No kids came to play with me today, not a single one, and I wanted someone to play with!
Living Doll
My name is Talky Tina and I'm beginning to hate you.
Of course, we all know dolls can't really talk, and they certainly can't commit murder. But to a child caught in the middle of turmoil and conflict, a doll can become many things: friend, defender, guardian. Especially a doll like Talky Tina who did talk and did commit murder, in the misty region of the Twilight Zone.
Deaths-Head Revisited
Mr. Schmidt, recently arrived in a small Bavarian village which lies eight miles northwest of Munich, a picturesque, delightful little spot onetime known for its scenery but more recently related to other events having to do with some of the less positive pursuits of man: human slaughter, torture, misery and anguish. Mr. Schmidt, as we will soon perceive, has a vested interest in the ruins of a concentration camp - for once, some seventeen years ago, his name was Gunther Lutze. He held the rank of a captain in the S.S. He was a black-uniformed strutting animal whose function in life was to give pain, and like his colleagues of the time he shared the one affliction most common amongst that breed known as Nazis: he walked the Earth without a heart. And now former S.S. Captain Lutze will revisit his old haunts, satisfied perhaps that all that is awaiting him in the ruins on the hill is an element of nostalgia. What he does not know, of course, is that a place like Dachau cannot exist only in Bavaria. By its nature, by its very nature, it must be one of the populated areas of the Twilight Zone.
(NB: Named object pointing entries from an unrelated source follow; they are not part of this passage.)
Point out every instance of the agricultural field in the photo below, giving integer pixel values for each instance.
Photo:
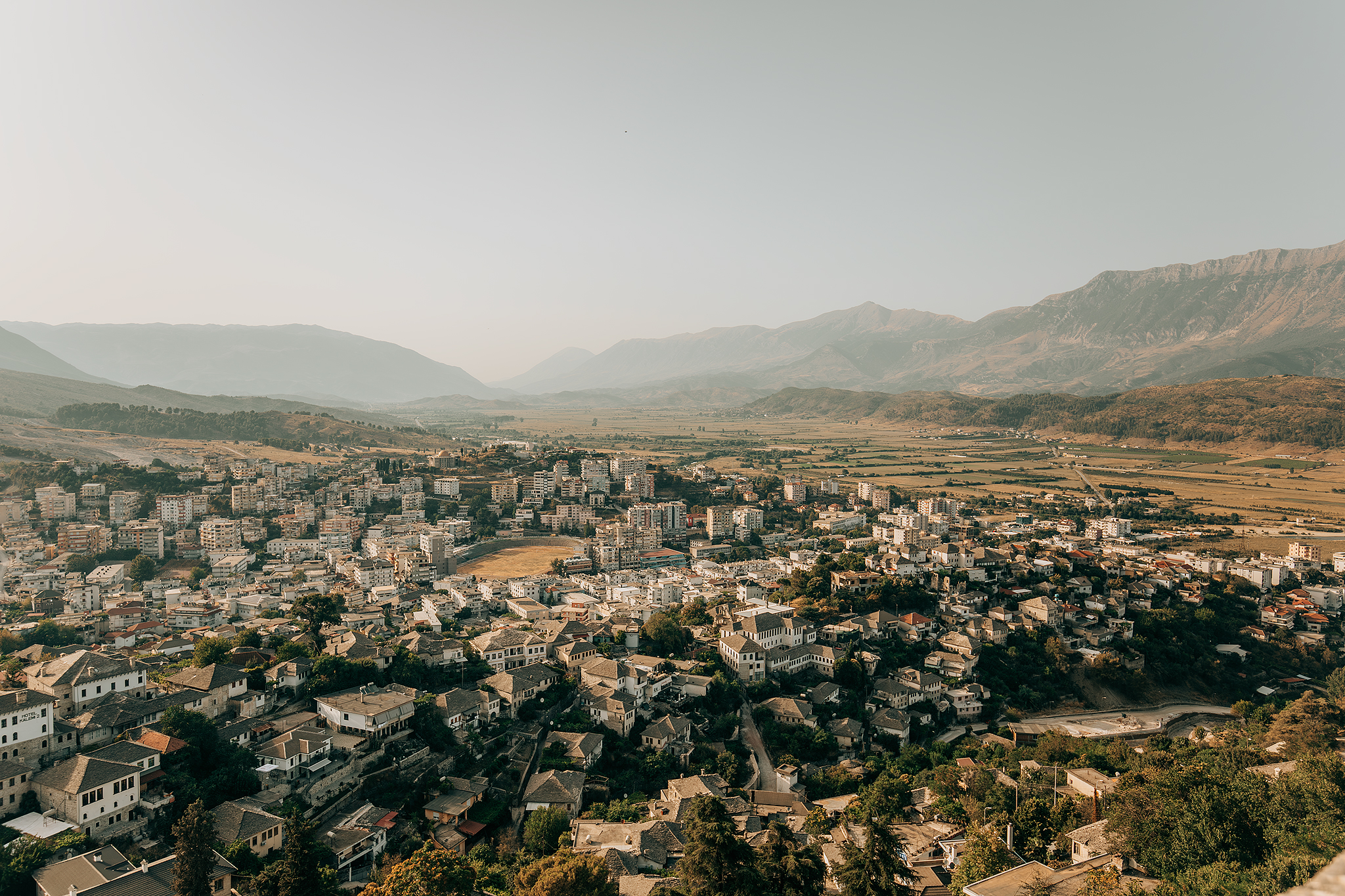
(516, 562)
(920, 458)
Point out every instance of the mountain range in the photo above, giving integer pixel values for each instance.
(234, 359)
(1261, 313)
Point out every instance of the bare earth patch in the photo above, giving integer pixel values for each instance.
(516, 562)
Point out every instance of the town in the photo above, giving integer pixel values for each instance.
(861, 680)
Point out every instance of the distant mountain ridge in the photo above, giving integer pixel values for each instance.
(1245, 316)
(1266, 312)
(19, 354)
(1302, 410)
(291, 359)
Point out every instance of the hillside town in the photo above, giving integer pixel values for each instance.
(818, 664)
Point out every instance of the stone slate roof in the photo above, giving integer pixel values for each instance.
(81, 773)
(217, 675)
(125, 752)
(79, 668)
(242, 820)
(554, 788)
(10, 700)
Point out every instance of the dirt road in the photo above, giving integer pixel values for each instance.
(753, 739)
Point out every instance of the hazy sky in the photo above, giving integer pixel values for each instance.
(490, 182)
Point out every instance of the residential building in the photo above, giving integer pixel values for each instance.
(248, 821)
(509, 648)
(85, 676)
(146, 536)
(467, 708)
(1301, 551)
(244, 499)
(548, 789)
(93, 794)
(219, 534)
(106, 872)
(26, 725)
(718, 522)
(583, 750)
(175, 509)
(369, 711)
(745, 656)
(455, 798)
(214, 687)
(298, 754)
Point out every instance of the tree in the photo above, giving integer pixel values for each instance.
(291, 649)
(143, 567)
(194, 834)
(544, 828)
(317, 610)
(301, 872)
(786, 868)
(716, 863)
(565, 874)
(1308, 725)
(210, 651)
(666, 631)
(428, 872)
(876, 868)
(984, 855)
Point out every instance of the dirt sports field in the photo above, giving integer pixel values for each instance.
(516, 562)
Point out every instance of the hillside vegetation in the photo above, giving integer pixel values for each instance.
(1271, 409)
(291, 431)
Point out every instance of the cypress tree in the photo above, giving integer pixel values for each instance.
(194, 832)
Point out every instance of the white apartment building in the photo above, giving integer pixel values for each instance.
(674, 516)
(26, 725)
(55, 503)
(219, 534)
(639, 485)
(619, 468)
(82, 677)
(369, 711)
(177, 509)
(747, 521)
(123, 507)
(373, 574)
(242, 499)
(1301, 551)
(718, 522)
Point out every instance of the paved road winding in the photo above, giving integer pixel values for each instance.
(753, 739)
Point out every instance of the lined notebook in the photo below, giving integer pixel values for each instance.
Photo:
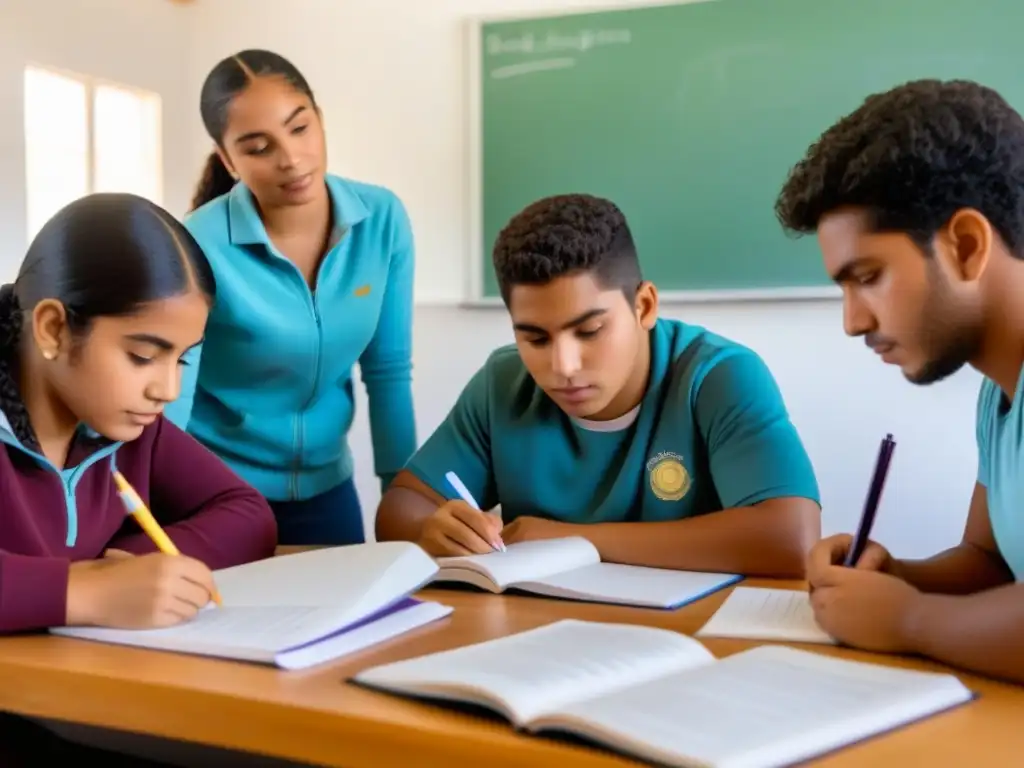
(297, 610)
(571, 568)
(766, 614)
(662, 696)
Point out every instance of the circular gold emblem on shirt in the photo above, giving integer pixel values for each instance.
(669, 479)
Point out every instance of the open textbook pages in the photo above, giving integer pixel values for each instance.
(663, 697)
(301, 609)
(766, 614)
(571, 568)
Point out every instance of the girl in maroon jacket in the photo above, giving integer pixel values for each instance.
(110, 299)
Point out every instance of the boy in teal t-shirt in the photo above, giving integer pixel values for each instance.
(660, 442)
(916, 199)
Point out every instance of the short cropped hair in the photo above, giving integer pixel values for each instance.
(567, 235)
(911, 157)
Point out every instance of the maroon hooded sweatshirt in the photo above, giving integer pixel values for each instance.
(50, 517)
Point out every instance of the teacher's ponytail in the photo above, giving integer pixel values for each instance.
(216, 180)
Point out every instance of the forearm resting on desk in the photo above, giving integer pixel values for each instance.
(403, 510)
(768, 540)
(980, 632)
(961, 570)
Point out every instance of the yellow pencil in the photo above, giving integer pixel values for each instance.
(146, 521)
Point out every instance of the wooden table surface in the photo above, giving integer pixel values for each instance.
(314, 716)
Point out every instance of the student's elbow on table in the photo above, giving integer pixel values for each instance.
(404, 506)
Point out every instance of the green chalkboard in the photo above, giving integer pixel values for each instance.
(690, 116)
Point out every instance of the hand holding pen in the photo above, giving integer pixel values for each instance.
(460, 527)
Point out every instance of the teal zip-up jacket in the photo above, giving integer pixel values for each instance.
(270, 390)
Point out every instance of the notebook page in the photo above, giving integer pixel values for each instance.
(768, 707)
(527, 559)
(766, 614)
(542, 670)
(630, 585)
(353, 580)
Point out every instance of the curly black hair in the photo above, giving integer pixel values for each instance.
(911, 157)
(564, 235)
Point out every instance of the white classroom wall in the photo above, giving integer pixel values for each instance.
(390, 76)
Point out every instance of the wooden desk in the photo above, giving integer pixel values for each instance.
(314, 717)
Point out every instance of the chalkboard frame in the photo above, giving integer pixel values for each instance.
(479, 259)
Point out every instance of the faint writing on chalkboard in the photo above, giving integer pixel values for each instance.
(532, 44)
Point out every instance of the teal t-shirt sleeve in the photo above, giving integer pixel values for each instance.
(461, 444)
(386, 364)
(754, 450)
(983, 416)
(178, 412)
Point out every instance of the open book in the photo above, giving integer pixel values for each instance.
(766, 614)
(571, 568)
(297, 610)
(663, 697)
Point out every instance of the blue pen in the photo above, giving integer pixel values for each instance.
(464, 494)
All the Dachaus must remain standing. The Dachaus, the Belsens, the Buchenwalds, the Auschwitzes-all of them. They must remain standing because they are a monument to a moment in time when some men decided to turn the Earth into a graveyard. Into it they shoveled all of their reason, their logic, their knowledge, but worst of all, their conscience. And the moment we forget this, the moment we cease to be haunted by this remembrance, then we become gravediggers. Something to dwell on and remember, not only in the Twilight Zone but wherever men walk God's Earth.